Thousands of carpenters have unstrapped their tool belts and laid down their hammers in their first work action in decades.
The Carpenters' District Council of Ontario's (CDCO) 15,000 members walked off the job at midnight Sunday night after a series of failed contract talks with various employers. The strike action was solidified after a union vote over the weekend, in which 75 per cent of those participating rejected the latest proposal from the employers.
Mike Yorke, the CDCO’s president and director of public affairs and innovation, said that a strike was the last thing its members wanted.
"Carpenters, like other construction workers, kept working on job sites to build critical infrastructure all the way through the COVID crisis," said Yorke. "Their work was seen as essential during the pandemic and because of this, and because of the spiralling cost of living increases, our Union and our members believe that wages now have to be increased."
Yorke said the union is more than willing to sit down with employers at any time to work out an agreement.
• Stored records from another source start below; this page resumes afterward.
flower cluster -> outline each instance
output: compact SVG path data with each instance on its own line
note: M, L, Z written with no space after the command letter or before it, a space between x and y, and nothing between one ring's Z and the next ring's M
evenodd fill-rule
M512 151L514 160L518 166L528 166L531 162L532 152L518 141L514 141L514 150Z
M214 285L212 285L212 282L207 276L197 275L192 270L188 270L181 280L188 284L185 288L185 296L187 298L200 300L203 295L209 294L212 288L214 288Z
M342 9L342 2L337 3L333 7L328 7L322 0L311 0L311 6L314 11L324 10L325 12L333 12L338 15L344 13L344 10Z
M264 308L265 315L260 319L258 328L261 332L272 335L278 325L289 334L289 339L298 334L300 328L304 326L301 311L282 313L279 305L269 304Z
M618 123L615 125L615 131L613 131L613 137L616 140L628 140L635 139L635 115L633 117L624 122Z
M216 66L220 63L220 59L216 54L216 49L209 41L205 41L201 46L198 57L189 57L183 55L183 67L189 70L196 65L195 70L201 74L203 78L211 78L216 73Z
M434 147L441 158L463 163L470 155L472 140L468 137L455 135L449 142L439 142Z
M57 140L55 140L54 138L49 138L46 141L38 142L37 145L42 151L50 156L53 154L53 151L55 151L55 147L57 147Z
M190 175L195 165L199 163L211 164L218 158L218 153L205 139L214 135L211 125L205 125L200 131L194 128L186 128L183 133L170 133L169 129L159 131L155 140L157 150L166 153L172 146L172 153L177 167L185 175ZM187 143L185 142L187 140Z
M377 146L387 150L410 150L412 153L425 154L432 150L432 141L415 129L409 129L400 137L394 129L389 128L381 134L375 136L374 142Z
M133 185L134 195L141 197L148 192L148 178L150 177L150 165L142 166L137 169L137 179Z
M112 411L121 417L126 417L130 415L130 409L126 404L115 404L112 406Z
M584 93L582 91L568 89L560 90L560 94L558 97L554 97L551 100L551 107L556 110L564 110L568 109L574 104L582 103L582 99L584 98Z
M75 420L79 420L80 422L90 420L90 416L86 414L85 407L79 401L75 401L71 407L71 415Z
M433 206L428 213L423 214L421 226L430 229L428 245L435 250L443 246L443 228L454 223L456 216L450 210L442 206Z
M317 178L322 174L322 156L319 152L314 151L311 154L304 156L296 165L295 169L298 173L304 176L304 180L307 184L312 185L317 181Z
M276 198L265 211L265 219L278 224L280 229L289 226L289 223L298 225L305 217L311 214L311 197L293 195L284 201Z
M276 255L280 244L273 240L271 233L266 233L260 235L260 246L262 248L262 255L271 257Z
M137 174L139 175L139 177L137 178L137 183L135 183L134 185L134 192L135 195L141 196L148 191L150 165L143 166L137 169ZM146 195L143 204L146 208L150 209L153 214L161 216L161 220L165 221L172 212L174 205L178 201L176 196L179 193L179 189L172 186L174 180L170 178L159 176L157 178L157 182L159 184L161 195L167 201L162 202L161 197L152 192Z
"Nobody should be under any illusion that members of the Carpenters’ Union are willing to settle for anything other than the fair wage increases, which construction workers and their families deserve given everything that they and their families have gone through in the last two-and-a-half years and everything that they and their families are facing now," said Yorke.
Carpenters and Joiners Local 494 represents carpenters in Windsor-Essex and Chatham-Kent. According to the union's Facebook page, picket lines were set up along Front Street in LaSalle on Monday, and on McDougall near the new Catholic Central High School in Windsor.
Windsor News Today has reached out to the union for further comment on this work action but had not heard back as of early Monday evening.